Friday, July 10, 2009

Jacko and News Media

Both DOA on June 25

Michael Jackson died on June 25 and the common sense of most American news media died with him.

That’s the only way to explain the endless coverage of Jackson’s death that refuses to stop two weeks after Jackson did. Yes, he was a major and very troubled pop-culture icon. Yes, although the last dozen or so years hadn’t been kind, he was planning a comeback.

Much the same could be said about American news media – once grand, now in sad decline, hoping for a comeback. Since autopsies were performed on Jackson, here’s the beginning of one on news media, with numbers from the Pew Research Center’s Project for Excellence in Journalism.

During the week of June 29-July 5, California declared an economic emergency and began issuing IOUs to “pay” its bills. California’s economy is bigger than that of Spain, Canada, Brazil or Russia, for starters, so some might think this an important story, one that would dominate last week’s TV newscasts. But the numbers from Pew say Jackson took 28-30 percent of the airtime on cable and network news, and when you only look at the morning television shows, the number is 56 percent.

Clearly a troubled economy bigger than that that of most nations is not as vital to television news as decades-old film clips, discussions of cosmetic surgery, pedophilia allegations and speculation on who might have really fathered whom.

That collective news media judgment made Jacko the lead newsmaker last week in more than three times as many stories as the president of the United States. President Obama shouldn’t feel too bad – the amount of news hole devoted to Iraq, Afghanistan and the health-care debate together still totaled less than that devoted to Jackson.

Not to mention the Governor of Alaska deciding to step down, con man Bernie Madoff getting a 150-year prison sentence, Minnesota’s Al Franken doing a comedy career lateral and joining the U.S. Senate, and the Republican Sexual Sillies Squad just throbbing with new developments.

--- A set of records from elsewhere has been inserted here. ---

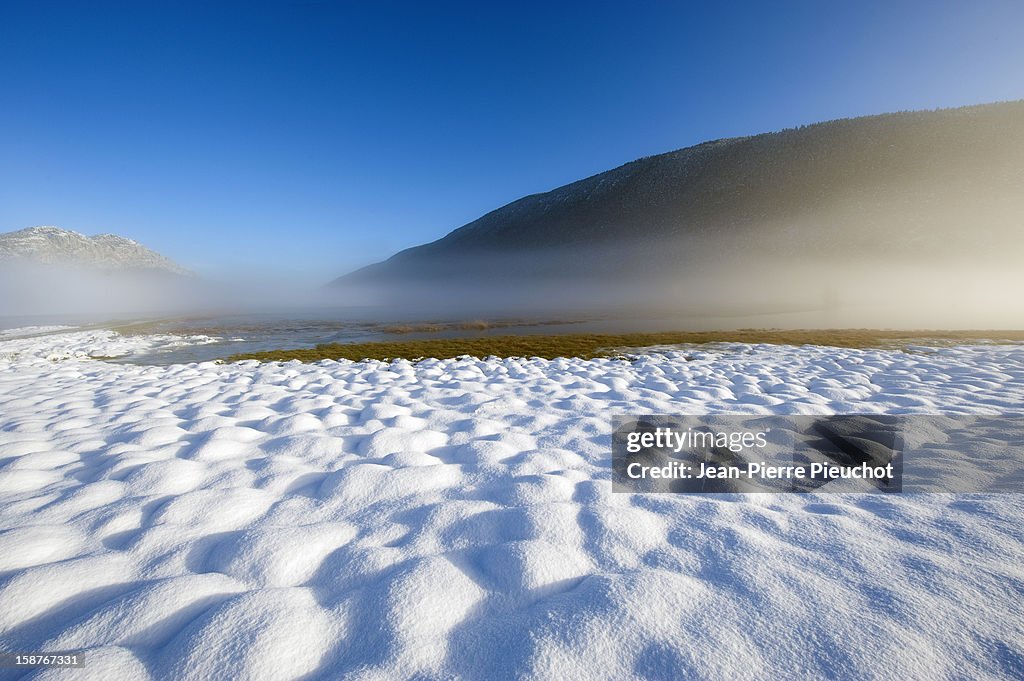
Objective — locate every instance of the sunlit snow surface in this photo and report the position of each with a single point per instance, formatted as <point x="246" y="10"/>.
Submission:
<point x="455" y="519"/>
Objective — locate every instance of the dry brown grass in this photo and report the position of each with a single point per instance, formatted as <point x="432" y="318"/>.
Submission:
<point x="594" y="345"/>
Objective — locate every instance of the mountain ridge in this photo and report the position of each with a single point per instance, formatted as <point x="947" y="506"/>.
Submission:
<point x="912" y="181"/>
<point x="49" y="245"/>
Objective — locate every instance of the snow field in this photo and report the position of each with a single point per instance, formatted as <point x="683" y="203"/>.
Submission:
<point x="455" y="519"/>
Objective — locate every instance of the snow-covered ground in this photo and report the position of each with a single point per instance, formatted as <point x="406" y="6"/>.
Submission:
<point x="455" y="519"/>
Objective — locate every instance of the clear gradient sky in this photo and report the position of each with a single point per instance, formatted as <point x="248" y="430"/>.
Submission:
<point x="312" y="137"/>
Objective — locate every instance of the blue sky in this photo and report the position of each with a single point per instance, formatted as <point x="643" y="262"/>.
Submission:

Of course, those were just breaking news stories and not the thought-provoking revelations that serious news media can provide. You know – Jackson’s musical legacy, his contribution to race relations, innocent fun with boys in his bed. Important stuff. World-class important stuff.

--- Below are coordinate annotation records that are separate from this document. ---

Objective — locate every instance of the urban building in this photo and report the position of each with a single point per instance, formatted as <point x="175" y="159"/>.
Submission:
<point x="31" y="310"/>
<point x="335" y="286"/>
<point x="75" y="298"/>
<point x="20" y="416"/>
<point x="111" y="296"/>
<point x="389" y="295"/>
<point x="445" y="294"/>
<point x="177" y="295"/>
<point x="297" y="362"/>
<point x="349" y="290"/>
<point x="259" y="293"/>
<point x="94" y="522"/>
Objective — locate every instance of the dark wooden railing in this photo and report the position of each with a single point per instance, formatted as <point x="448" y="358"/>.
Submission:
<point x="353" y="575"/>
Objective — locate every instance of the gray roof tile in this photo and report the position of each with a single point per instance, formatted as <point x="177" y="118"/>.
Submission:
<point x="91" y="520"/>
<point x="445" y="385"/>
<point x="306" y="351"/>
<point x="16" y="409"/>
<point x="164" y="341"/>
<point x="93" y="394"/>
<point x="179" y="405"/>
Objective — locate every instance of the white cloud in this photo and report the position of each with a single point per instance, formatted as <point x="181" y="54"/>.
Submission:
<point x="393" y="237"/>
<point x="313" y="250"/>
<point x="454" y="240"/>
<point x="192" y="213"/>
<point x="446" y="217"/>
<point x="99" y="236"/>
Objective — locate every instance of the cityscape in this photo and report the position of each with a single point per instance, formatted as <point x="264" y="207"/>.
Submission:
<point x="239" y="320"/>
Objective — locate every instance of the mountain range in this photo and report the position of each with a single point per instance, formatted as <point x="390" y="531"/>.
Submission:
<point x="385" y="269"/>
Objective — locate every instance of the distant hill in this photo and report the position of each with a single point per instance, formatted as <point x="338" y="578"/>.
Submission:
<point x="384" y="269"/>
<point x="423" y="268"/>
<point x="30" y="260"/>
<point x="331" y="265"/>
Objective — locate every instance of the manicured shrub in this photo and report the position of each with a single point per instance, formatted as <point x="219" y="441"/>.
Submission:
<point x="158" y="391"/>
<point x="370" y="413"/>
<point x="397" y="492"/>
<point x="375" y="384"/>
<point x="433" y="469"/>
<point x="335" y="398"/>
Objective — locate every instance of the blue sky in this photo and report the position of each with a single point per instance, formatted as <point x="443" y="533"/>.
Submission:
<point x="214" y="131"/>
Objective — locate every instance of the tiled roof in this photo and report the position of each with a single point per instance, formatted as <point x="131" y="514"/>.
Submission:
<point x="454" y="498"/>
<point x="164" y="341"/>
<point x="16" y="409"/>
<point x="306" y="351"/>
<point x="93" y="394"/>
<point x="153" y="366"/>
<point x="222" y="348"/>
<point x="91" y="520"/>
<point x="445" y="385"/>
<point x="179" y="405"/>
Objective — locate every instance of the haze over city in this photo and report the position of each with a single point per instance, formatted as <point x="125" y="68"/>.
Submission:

Clearly much more world-class important than the 16,000 children of the world who die every day from hunger and preventable disease. So we lose a kid every 5.4 seconds or so – how important is that compared to where Michael Jackson will be buried?

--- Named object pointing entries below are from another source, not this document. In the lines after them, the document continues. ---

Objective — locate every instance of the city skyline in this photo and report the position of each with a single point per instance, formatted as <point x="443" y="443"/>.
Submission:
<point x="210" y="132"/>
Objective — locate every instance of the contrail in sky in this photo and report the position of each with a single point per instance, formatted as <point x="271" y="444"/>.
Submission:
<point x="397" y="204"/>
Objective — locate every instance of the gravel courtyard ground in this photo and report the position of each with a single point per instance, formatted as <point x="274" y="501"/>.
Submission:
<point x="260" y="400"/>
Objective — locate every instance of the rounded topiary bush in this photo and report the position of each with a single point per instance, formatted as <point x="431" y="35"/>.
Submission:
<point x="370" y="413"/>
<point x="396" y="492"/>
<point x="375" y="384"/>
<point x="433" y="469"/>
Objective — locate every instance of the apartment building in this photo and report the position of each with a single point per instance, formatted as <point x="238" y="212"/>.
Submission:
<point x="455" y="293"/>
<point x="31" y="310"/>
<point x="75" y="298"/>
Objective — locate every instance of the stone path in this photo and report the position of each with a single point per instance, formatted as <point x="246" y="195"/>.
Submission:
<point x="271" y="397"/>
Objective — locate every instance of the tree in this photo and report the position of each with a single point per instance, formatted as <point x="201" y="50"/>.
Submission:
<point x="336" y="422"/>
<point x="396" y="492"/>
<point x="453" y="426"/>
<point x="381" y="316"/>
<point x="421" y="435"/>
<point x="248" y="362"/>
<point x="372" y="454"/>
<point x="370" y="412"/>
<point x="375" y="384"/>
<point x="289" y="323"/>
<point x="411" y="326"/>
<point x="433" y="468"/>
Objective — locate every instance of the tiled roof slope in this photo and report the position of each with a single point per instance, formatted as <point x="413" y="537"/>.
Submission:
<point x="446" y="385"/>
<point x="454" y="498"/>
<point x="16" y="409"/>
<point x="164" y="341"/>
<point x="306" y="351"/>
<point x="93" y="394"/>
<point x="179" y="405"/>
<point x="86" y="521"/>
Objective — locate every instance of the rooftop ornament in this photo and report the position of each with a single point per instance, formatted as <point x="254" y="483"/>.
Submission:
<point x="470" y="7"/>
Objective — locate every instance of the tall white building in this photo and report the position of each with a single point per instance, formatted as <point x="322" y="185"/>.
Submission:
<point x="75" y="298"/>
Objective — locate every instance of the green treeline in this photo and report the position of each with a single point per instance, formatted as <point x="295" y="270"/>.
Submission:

And while we do nod to our wars in Iraq and Afghanistan, the news media’s duties don’t seem to encompass the other 40 or so armed conflicts that scorch around the globe. What is that when compared to reporting what drugs Jackson was taking and where he got them?

Eventually the Jackson story will die and what’s left of the King of Pop will decay and dissolve.

Kind of like the news media, where the process has already started.